Elhasıl: Tabiiyyunların, mevhum ve hakikatsız tabiat dedikleri şey, olsa olsa ve hakikat-ı hariciye sahibi ise; ancak bir san'at olabilir, Sâni' olamaz. Bir nakıştır, Nakkaş olamaz. Ahkâmdır, hâkim olamaz. Bir şeriat-ı fıtriyedir, Şâri' olamaz. Mahluk bir perde-i izzettir, Hâlık olamaz. Münfail bir fıtrattır, Fâtır bir fâil olamaz. Kanundur, kudret değildir; kâdir olamaz. Mistardır, masdar olamaz.

Elhasıl: Madem mevcudat var. Madem Onaltıncı Nota'nın başında denildiği gibi; mevcudun vücuduna, taksim-i aklî ile dört yoldan başka yol tahayyül edilmez. O dört cihetten üçünün -herbirinin üç zahir muhaller ile butlanı, kat'î bir surette isbat edildi. Elbette bizzarure ve bilbedahe dördüncü yol olan vahdet yolu, kat'î bir surette isbat olunuyor. O dördüncü yol ise; baştaki اَفِى اللّٰهِ شَكٌّ فَاطِرِ السَّمٰوَاتِ وَاْلاَرْضِ âyeti, şeksiz ve şübhesiz bedahet derecesinde Zât-ı Vâcib-ül Vücud'un uluhiyetini ve her şey doğrudan doğruya dest-i kudretinden çıktığını ve Semavat ve Arz kabza-i tasarrufunda bulunduğunu gösteriyor.

Ey esbabperest ve tabiata tapan bîçare adam! Madem herşeyin tabiatı, herşey gibi mahluktur; çünki san'atlıdır ve yeni oluyor. Hem her müsebbeb gibi, zahirî sebebi dahi masnu'dur. Ve madem herşeyin vücudu, pek çok cihazat ve âletlere muhtaçtır. O halde, o tabiatı icad eden ve o sebebi halkeden bir Kadîr-i Mutlak var. Ve o Kadîr-i Mutlak'ın ne ihtiyacı var ki âciz vesaiti, rububiyetine ve icadına teşrik etsin.

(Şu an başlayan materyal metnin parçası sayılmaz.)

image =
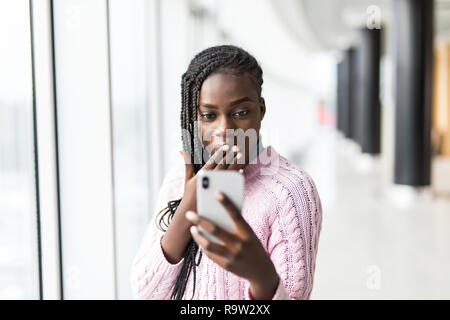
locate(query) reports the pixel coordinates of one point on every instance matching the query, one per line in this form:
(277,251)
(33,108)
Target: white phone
(231,183)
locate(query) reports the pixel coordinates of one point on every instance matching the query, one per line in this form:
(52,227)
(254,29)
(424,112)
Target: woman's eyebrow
(233,103)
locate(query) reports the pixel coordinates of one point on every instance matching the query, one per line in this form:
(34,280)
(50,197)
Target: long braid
(224,58)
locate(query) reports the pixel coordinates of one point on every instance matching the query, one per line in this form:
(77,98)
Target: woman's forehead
(221,85)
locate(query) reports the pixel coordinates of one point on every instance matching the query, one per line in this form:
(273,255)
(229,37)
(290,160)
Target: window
(19,265)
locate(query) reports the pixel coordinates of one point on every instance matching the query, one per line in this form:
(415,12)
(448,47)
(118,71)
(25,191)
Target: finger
(212,228)
(208,245)
(216,158)
(236,164)
(189,166)
(227,159)
(233,211)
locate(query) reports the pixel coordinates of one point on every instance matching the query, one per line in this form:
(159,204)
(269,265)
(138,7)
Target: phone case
(229,182)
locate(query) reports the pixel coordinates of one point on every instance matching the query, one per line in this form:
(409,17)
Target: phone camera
(205,182)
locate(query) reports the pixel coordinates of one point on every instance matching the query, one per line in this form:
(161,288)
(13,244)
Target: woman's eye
(207,116)
(242,113)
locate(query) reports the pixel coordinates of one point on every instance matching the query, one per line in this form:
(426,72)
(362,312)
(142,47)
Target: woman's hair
(219,59)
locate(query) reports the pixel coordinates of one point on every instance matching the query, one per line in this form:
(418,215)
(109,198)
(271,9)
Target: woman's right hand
(223,159)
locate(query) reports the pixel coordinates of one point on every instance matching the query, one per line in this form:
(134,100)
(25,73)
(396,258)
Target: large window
(19,267)
(129,58)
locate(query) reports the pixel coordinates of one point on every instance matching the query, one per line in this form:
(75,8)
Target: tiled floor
(370,246)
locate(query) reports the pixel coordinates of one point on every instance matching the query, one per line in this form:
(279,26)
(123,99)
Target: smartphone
(231,183)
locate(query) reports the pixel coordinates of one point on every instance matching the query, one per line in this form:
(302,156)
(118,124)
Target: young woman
(273,253)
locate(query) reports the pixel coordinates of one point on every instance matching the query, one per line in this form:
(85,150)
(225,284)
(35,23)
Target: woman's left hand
(242,252)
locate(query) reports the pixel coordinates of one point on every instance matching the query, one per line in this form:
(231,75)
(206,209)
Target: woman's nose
(226,127)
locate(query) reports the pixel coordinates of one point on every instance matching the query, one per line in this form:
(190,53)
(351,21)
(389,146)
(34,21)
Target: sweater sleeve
(152,275)
(293,242)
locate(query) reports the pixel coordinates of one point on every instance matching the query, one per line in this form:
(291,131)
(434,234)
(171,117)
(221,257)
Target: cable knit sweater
(282,206)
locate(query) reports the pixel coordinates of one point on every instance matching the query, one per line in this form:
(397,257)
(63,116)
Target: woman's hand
(222,159)
(242,252)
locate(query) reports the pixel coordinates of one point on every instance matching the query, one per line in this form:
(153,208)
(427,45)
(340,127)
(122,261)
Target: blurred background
(357,94)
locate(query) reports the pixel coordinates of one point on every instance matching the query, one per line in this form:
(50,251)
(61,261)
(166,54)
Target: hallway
(371,247)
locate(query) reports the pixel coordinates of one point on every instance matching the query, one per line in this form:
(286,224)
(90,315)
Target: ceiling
(332,24)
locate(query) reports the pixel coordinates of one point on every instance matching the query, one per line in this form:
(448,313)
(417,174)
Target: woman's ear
(262,104)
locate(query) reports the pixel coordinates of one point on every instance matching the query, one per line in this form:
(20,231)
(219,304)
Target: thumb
(188,165)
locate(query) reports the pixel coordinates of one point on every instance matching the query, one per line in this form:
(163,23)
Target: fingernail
(190,215)
(219,195)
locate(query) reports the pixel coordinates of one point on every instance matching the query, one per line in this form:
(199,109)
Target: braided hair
(218,59)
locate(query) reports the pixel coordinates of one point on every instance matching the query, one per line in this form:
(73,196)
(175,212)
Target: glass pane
(129,101)
(19,268)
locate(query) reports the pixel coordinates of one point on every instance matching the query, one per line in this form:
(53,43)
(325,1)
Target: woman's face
(228,103)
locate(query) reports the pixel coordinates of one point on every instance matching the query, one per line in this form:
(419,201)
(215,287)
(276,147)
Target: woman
(273,253)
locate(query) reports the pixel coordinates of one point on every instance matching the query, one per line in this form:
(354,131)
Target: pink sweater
(282,206)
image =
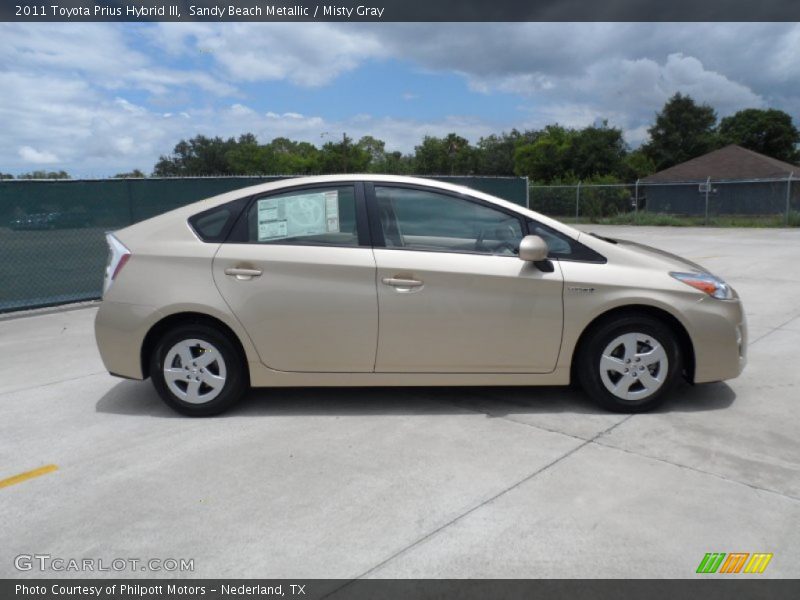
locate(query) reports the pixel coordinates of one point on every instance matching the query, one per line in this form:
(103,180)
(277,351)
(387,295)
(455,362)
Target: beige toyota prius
(370,280)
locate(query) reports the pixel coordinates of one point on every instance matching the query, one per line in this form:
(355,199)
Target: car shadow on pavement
(138,398)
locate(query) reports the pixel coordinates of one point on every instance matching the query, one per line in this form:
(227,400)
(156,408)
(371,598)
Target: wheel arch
(186,318)
(684,339)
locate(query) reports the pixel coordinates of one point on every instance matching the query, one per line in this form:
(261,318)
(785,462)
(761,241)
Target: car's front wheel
(197,370)
(629,364)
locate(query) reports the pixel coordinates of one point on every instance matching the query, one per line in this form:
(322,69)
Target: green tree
(637,165)
(343,157)
(451,155)
(496,152)
(45,175)
(683,130)
(198,156)
(247,157)
(597,151)
(769,132)
(547,157)
(394,163)
(135,174)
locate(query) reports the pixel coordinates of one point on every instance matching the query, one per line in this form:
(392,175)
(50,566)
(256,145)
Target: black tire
(236,380)
(591,375)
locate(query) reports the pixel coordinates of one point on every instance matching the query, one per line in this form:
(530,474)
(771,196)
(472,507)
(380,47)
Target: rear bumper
(119,330)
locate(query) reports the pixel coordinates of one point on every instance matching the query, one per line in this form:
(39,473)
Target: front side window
(317,216)
(417,219)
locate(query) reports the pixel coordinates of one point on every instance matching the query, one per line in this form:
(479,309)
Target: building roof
(728,163)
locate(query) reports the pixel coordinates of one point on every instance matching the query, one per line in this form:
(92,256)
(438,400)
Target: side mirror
(532,248)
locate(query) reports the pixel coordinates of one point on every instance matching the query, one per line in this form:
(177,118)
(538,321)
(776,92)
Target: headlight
(705,282)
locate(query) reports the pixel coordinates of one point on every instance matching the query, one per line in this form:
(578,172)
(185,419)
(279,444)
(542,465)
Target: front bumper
(718,329)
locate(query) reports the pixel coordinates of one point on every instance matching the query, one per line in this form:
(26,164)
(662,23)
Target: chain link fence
(767,202)
(52,233)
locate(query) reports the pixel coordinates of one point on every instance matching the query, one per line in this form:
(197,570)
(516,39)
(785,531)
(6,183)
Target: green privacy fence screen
(52,233)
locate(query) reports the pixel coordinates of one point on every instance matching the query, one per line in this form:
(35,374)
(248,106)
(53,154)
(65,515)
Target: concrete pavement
(455,482)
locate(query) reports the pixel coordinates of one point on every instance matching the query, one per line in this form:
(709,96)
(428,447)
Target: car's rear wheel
(197,370)
(629,364)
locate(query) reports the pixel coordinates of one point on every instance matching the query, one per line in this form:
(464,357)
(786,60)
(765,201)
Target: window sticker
(296,216)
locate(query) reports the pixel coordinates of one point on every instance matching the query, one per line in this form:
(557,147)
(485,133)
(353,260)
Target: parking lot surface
(413,482)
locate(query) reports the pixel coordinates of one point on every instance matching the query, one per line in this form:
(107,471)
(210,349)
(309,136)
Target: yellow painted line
(28,475)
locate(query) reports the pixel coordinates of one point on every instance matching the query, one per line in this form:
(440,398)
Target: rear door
(299,274)
(452,293)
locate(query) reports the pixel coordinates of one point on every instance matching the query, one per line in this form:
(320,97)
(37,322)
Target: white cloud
(102,98)
(310,55)
(32,155)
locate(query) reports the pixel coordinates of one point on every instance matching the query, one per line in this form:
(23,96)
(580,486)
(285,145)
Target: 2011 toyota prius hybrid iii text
(366,280)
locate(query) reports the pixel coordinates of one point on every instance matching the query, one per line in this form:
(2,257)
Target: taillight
(118,255)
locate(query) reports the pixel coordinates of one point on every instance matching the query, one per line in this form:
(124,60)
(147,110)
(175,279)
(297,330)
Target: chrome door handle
(243,274)
(400,283)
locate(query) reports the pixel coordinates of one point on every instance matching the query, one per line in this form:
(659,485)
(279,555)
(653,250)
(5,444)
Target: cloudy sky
(100,98)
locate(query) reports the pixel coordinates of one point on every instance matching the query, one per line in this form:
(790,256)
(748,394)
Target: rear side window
(214,224)
(316,217)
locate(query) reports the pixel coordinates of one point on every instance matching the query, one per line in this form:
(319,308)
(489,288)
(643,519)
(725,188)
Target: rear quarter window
(213,225)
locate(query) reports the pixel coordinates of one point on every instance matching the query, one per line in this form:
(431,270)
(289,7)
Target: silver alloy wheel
(634,366)
(194,371)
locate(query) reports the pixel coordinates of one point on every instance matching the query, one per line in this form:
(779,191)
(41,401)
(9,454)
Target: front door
(453,296)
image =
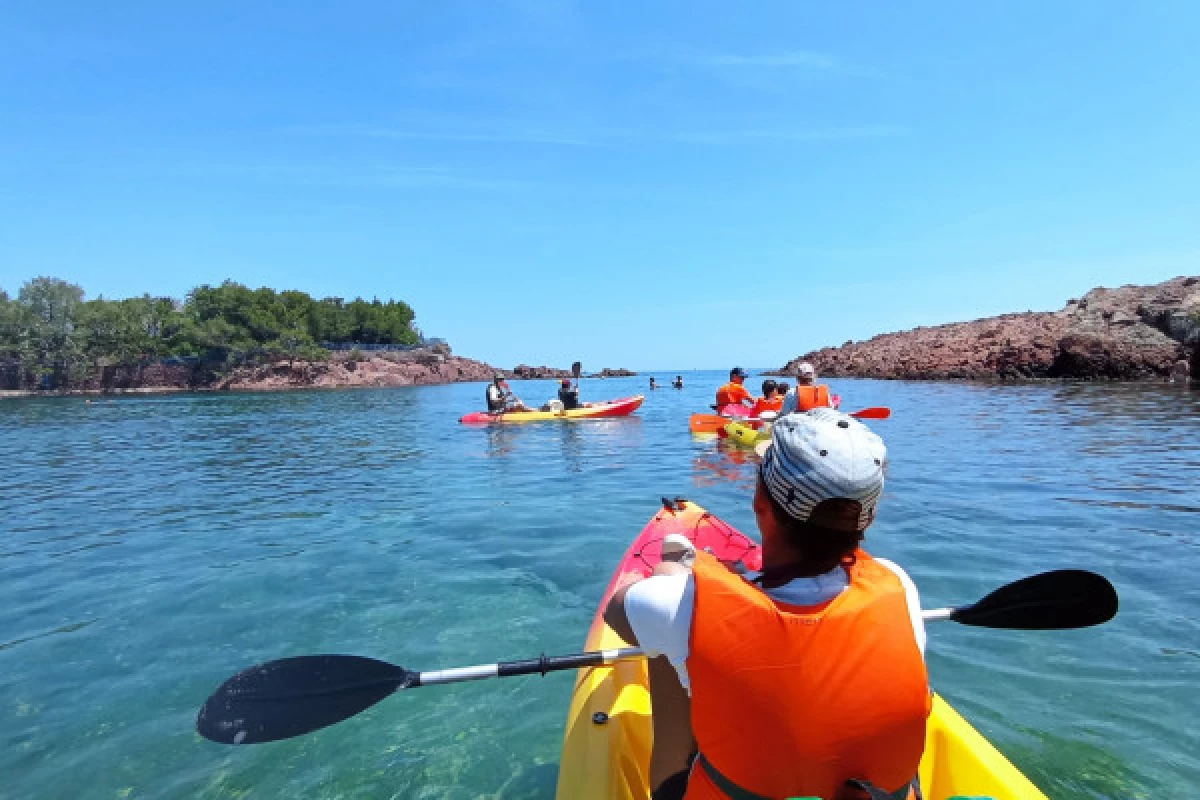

Hâşâ! Belki doğrudan doğruya müsebbebi, sebeb ile beraber halkederek, cilve-i esmasını ve hikmetini göstermek için, bir tertib ve tanzim ile zahirî bir sebebiyet, bir mukarenet vermekle, eşyadaki zahirî kusurlara, merhametsizliklere ve noksaniyetlere merci' olmak için, esbab ve tabiatı dest-i kudretine perde etmiş; izzetini o suretle muhafaza etmiş.

Acaba bir saatçi, saatin çarklarını yapsın; sonra saati çarklarla tertib edip tanzim etsin, daha mı kolaydır? Yoksa hârika bir makineyi, o çarklar içinde yapsın; sonra saatin yapılmasını o makinenin camid ellerine versin, tâ saati yapsın, daha mı kolaydır? Acaba imkân haricinde değil midir? Haydi o insafsız aklınla sen söyle, sen hâkim ol! Veyahud bir kâtib; mürekkeb, kalem, kâğıdı getirdi. Onunla kendi bizzât o kitabı yazsa, daha mı kolaydır? Yoksa o kâğıd, mürekkeb, kalem içinde o kitabdan daha san'atlı, daha zahmetli, yalnız o tek kitaba mahsus olarak bir yazı makinesi icad etsin; sonra o şuursuz makineye "Haydi sen yaz" desin de kendi karışmasın, daha mı kolaydır? Acaba yüz defa yazıdan daha müşkil değil midir?6

Eğer desen: Evet bir kitabı yazan makinenin icadı, o kitabdan yüz defa daha müşkildir. Fakat o makine, aynı kitabın bir çok nüshalarını yazmasına vasıta olmak cihetiyle, belki bir kolaylık var?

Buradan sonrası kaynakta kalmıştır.